Please can you advise if they did the right thing?

  • What kind of visa are they applying for? And will they be travelling alone, or with the British parent?
    – Gagravarr
    Aug 11, 2015 at 7:46
  • 1
    Are they travelling with you this time? If they are not travelling with you/joining you, the regular rules apply so it's not unexpected that getting a visa would be more difficult than last year. You could possibly add some documents about your finance/some statement that you pay for their holiday but you will need to submit a fresh application now.
    – Relaxed
    Aug 11, 2015 at 9:20

2 Answers 2


It seems to me your children did the right thing as they submitted everything they should/could. But if the amount of money is not enough for the trip (see @pnuts' comment for some details), the consulate also did the right thing by refusing to issue the visa. Since your children are travelling alone this time, they are not covered by EU freedom of movement rules and your being a British citizen is not directly relevant so it's not unexpected that getting a visa would be more difficult.

The reason for the refusal is straightforward and the obvious solution is to get (or show that you have) more money. Some documentation of your finances (pay stubs, bank statement…) and a statement that you would pay for living expenses (not unusual for children, certainly for minors) should help. Without that, the consulate only has your word and GBP 800 for two people, which might not be enough to meet their guidelines.

I don't know about this document for minors travelling alone, the consulate can presumably help you with that.

Once you have all that, the only practical course of action at this point is to start a fresh application.


If you are a British citizen, then your children are too, whether they want to be or not. If this is going to be a frequent problem in the future, it may be time to get them British passports. It takes time and trouble, but when it's done they are Europeans.

(Unless the UK leaves the EU in the meantime, of course.)

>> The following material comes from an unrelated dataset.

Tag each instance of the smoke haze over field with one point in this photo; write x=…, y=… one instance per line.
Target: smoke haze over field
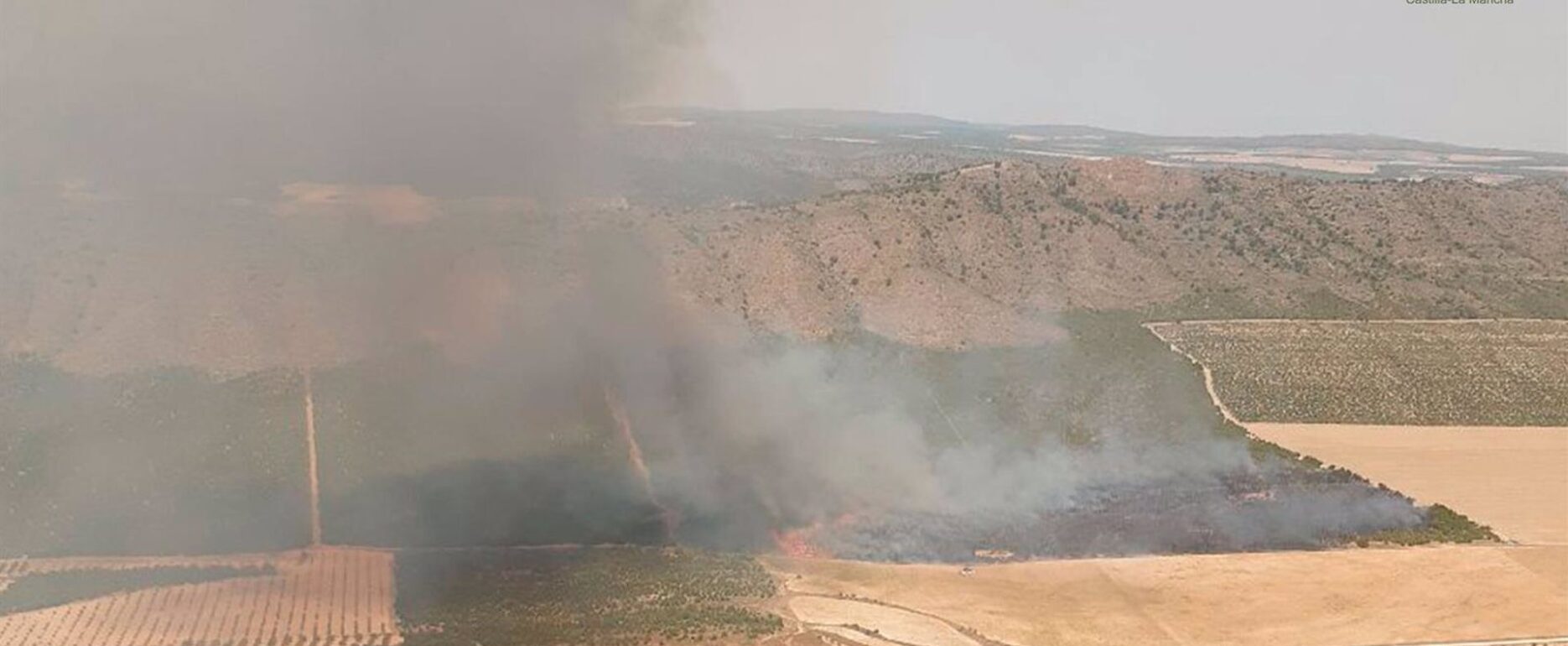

Here is the official site: https://www.gov.uk/government/publications/chapter-20-british-citizenship-by-descent-and-otherwise-than-by-descent-nationality-instructions

And I hope I am allowed to mention here that Wikipedia has a lot of useful links too.

  • 2
    Do you have any references for your claims?
    – JoErNanO
    Feb 26, 2016 at 13:58
  • @JoErNanO I added a link so please lose the downvote...
    – RedSonja
    Feb 26, 2016 at 14:11
  • 3
    From your link: "British citizens by descent cannot transmit their citizenship to children born abroad except in the circumstances described in Chapter 4.". Looks like your implication is not always valid. (I didn't downvote) Feb 26, 2016 at 14:12
  • Ah. She didn't say how she became British. The rules are not simple. I assumed British with all rights - as I am, that's how I know about it. If you are 2nd or 3rd generation abroad it may not be possible. But she's in Edinburgh.
    – RedSonja
    Feb 26, 2016 at 14:16
  • A naturalized citizen is unlikely to transmit citizenship to their existing children, especially if already adults.